10/12/2024 Suivi
Les rapporteur.es de l'APCE pour le suivi de la Géorgie, Claude Kern (France, ADLE) et Edite Estrela (Portugal, SOC) ont exprimé aujourd'hui leur vive inquiétude face aux arrestations et aux détentions provisoires de dirigeants de l'opposition et de manifestations ainsi qu'aux descentes de police dans leurs bureaux, apparemment pour des motifs juridiques douteux et sur la base de dispositions du code controversé des infractions administratives, qui sont exposées aux abus politiques.
« En ajoutant les violences signalées et l'usage excessif de la force par la police lors des arrestations, cela soulève des questions sur la possibilité de poursuites et de justice à motivation politique, qui n'ont pas leur place dans une société démocratique fondée sur l'État de droit », ont-ils déclaré.
Les rapporteur.es ont également condamné les brutalités policières à l’encontre de journalistes et de manifestants pacifiques, notamment des jeunes, qui se poursuivent sans relâche, comme l'a confirmé le Défenseur public géorgien. « Il semble y avoir un sentiment d’impunité pour les violences policières et un usage excessif de la force contre les manifestants et les journalistes, ce qui est inacceptable », ont déclaré les rapporteur.es qui ont demandé instamment aux autorités de respecter pleinement les droits à la liberté d’expression et de réunion, conformément à leurs obligations en tant que membre du Conseil de l’Europe.
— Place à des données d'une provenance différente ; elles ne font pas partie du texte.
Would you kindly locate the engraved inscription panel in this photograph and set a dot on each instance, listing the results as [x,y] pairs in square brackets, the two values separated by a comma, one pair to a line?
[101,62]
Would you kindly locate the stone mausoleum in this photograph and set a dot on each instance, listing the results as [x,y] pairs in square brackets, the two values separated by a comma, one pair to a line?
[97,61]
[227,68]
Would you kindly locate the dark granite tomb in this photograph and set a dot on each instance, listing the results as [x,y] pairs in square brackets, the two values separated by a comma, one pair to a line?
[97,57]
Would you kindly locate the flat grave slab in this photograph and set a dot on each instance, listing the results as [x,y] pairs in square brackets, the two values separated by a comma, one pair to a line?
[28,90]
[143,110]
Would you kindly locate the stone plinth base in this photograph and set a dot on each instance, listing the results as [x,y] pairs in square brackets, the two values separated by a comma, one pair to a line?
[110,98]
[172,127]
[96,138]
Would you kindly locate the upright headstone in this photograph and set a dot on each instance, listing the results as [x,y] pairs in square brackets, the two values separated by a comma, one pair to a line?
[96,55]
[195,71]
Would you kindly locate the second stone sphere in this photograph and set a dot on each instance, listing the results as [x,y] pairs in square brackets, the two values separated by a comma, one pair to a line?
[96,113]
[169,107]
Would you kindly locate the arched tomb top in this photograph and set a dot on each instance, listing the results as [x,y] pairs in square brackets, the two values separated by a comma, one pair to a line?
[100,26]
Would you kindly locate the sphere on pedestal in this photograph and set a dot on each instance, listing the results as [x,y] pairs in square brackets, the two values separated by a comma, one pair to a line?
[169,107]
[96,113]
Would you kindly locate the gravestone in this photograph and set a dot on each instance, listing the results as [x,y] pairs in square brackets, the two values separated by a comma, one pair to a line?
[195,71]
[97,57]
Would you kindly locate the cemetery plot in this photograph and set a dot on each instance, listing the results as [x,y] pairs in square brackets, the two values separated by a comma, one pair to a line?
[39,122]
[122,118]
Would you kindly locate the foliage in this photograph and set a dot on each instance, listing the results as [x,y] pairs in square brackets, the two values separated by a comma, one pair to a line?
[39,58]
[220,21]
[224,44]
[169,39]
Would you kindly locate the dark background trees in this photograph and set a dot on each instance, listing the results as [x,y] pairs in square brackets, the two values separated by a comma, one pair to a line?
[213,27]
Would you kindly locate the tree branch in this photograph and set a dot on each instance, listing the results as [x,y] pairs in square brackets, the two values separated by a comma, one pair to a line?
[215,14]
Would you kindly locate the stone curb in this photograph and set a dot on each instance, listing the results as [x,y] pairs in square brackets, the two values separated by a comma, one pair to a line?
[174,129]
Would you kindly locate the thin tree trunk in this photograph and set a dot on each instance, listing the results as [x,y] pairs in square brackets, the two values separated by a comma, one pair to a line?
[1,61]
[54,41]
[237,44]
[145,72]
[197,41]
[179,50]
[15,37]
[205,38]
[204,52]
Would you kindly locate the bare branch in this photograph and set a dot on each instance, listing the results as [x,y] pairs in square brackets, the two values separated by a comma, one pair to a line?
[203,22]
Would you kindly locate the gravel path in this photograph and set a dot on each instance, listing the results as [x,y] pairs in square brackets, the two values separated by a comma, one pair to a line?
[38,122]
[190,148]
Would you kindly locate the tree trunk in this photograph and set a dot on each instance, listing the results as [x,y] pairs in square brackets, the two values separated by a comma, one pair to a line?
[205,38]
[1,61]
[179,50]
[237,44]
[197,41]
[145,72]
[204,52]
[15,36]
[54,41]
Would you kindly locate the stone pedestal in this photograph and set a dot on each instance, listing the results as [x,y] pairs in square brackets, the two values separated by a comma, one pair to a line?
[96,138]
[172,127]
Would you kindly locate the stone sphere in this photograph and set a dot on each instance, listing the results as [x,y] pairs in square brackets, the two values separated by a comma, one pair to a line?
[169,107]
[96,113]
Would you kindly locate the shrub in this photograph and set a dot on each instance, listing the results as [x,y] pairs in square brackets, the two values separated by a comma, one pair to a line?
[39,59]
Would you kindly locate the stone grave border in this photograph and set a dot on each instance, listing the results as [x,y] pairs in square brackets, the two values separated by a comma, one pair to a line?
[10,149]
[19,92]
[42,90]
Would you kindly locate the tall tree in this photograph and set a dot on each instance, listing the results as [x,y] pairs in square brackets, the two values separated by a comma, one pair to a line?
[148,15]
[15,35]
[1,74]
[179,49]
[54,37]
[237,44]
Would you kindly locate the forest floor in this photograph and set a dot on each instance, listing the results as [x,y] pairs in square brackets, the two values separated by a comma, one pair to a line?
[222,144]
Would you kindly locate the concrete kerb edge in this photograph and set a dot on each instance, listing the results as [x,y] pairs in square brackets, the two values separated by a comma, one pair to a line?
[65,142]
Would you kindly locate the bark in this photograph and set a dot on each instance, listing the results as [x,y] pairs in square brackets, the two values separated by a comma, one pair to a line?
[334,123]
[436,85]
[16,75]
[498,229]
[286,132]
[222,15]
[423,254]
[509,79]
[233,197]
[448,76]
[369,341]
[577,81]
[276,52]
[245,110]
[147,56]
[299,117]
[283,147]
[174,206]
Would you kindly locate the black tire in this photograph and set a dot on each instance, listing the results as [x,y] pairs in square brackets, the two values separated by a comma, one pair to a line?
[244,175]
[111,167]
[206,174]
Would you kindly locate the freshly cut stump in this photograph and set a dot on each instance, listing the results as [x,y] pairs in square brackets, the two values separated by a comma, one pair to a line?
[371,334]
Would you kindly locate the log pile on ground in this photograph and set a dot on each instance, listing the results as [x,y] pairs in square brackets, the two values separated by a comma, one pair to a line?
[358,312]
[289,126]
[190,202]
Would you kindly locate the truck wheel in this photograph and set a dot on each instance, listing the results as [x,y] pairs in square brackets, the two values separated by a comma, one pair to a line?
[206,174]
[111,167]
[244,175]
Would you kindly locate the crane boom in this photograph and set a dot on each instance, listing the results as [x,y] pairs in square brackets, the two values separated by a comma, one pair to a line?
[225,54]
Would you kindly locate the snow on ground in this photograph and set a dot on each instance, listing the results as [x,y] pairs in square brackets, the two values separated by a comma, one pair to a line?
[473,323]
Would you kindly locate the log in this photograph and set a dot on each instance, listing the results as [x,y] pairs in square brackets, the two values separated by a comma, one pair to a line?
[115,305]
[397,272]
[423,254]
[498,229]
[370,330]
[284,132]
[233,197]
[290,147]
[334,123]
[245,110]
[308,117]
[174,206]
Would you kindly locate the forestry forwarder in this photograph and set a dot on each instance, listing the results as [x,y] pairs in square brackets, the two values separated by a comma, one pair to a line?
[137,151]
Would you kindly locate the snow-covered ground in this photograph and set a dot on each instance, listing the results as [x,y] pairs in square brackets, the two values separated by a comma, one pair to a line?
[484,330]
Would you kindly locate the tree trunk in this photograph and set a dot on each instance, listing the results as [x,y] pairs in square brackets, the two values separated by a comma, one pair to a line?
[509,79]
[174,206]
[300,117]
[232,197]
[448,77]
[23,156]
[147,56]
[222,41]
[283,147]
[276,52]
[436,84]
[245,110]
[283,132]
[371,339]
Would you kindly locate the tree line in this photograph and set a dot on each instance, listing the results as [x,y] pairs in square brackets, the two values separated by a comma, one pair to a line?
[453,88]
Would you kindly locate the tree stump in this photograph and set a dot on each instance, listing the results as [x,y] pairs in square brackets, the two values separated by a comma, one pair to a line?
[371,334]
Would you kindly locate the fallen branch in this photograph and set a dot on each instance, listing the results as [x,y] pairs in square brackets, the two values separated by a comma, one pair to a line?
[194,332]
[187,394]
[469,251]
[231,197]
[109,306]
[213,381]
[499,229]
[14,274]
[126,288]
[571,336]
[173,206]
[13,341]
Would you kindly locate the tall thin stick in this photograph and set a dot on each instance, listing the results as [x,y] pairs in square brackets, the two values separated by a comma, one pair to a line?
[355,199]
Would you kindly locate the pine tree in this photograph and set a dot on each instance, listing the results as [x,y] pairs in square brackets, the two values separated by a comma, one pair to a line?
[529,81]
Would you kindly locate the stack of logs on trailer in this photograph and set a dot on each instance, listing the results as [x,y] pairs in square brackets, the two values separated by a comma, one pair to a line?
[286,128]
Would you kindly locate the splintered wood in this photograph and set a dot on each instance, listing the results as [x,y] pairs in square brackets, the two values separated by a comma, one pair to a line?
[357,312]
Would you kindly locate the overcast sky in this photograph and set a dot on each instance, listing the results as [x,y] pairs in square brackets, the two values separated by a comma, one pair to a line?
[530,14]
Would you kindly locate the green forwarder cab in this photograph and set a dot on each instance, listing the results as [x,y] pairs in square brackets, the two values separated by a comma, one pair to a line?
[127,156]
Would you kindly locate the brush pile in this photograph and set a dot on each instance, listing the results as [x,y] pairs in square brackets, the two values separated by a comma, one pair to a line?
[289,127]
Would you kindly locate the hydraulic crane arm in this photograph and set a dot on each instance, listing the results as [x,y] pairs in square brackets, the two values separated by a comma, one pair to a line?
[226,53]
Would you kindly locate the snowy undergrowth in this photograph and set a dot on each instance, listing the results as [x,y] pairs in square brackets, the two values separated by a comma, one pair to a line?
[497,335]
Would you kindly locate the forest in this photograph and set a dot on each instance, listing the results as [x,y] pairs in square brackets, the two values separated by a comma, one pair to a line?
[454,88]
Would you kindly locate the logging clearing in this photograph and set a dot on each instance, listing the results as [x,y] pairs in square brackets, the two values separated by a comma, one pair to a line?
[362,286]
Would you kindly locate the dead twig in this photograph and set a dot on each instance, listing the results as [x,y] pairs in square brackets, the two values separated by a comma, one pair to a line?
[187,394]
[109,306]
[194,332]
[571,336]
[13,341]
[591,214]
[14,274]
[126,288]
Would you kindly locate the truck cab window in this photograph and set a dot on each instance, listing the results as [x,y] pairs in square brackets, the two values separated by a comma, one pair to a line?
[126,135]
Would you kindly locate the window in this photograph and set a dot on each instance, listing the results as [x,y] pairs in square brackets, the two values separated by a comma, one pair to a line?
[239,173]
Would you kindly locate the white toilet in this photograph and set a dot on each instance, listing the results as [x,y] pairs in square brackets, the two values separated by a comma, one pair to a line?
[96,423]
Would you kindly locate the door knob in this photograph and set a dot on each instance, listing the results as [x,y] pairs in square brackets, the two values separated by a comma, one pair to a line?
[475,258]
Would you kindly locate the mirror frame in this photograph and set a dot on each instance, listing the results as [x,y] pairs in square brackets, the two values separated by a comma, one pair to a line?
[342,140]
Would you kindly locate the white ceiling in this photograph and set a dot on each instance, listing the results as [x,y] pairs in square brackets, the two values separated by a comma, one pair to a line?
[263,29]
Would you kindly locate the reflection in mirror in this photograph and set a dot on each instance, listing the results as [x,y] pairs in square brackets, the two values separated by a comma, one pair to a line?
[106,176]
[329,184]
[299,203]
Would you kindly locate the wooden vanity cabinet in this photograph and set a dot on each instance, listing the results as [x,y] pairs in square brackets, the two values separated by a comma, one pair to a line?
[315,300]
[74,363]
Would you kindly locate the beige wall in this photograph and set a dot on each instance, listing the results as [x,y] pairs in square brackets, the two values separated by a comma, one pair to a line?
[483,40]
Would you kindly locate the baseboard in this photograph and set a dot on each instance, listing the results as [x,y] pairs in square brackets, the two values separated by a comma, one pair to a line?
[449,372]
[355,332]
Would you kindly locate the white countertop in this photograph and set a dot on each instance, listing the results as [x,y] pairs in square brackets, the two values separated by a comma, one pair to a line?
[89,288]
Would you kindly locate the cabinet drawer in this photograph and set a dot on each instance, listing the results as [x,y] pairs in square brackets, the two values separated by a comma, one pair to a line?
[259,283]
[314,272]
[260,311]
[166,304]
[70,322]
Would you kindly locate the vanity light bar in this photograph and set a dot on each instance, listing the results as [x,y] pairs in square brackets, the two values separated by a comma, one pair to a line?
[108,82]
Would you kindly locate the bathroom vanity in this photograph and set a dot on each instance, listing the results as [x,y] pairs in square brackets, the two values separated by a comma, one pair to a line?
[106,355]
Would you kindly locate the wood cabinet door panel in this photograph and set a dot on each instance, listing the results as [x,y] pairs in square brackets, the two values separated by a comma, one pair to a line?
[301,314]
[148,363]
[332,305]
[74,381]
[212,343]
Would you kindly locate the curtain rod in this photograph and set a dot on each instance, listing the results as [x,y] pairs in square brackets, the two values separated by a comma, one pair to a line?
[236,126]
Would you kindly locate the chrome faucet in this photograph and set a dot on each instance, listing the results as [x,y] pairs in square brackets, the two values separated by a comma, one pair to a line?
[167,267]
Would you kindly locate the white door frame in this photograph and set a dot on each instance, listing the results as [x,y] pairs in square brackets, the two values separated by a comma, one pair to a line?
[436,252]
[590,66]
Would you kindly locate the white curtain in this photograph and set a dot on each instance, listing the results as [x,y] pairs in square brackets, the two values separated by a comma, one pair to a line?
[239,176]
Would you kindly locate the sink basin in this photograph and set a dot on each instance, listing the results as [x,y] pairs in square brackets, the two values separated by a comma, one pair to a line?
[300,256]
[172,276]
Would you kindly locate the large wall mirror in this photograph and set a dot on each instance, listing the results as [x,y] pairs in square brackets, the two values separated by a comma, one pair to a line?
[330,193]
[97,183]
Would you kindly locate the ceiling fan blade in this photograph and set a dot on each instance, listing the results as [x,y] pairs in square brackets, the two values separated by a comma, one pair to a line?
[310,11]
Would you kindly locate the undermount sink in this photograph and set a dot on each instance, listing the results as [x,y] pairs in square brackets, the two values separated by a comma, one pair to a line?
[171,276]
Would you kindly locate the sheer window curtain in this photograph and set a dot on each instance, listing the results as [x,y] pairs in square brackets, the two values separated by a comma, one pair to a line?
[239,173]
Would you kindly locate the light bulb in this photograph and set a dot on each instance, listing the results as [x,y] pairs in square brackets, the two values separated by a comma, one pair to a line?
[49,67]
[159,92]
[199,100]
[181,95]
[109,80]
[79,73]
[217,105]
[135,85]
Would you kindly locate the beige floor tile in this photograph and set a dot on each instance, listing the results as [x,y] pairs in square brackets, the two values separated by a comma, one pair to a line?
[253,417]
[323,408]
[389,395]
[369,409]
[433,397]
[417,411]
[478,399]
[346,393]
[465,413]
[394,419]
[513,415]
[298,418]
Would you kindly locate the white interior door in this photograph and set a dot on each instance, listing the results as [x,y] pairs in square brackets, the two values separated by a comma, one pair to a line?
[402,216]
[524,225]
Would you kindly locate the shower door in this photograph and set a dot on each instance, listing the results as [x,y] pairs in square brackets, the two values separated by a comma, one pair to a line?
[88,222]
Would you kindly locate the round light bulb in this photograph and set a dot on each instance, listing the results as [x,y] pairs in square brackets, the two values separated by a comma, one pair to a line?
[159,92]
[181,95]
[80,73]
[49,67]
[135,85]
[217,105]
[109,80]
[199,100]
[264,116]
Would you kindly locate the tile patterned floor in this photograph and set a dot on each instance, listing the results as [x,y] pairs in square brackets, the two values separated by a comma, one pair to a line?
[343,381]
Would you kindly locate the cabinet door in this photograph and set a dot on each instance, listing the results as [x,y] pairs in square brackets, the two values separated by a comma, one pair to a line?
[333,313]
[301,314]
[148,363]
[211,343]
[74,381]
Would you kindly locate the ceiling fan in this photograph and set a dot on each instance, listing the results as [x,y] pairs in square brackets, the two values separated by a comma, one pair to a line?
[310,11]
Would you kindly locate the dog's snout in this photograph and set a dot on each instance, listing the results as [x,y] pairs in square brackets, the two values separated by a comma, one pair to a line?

En outre, ils ont appelé les autorités à enquêter de manière complète, efficace et transparente sur tous les cas signalés de violence et d’usage excessif de la force par la police, et à demander des comptes aux responsables dans toute la mesure permise par la loi. « L’impunité pour un comportement aussi lamentable doit cesser », ont conclu M. Kern et Mme Estrela.
Les rapporteurs effectueront une visite d’information à Tbilissi début janvier.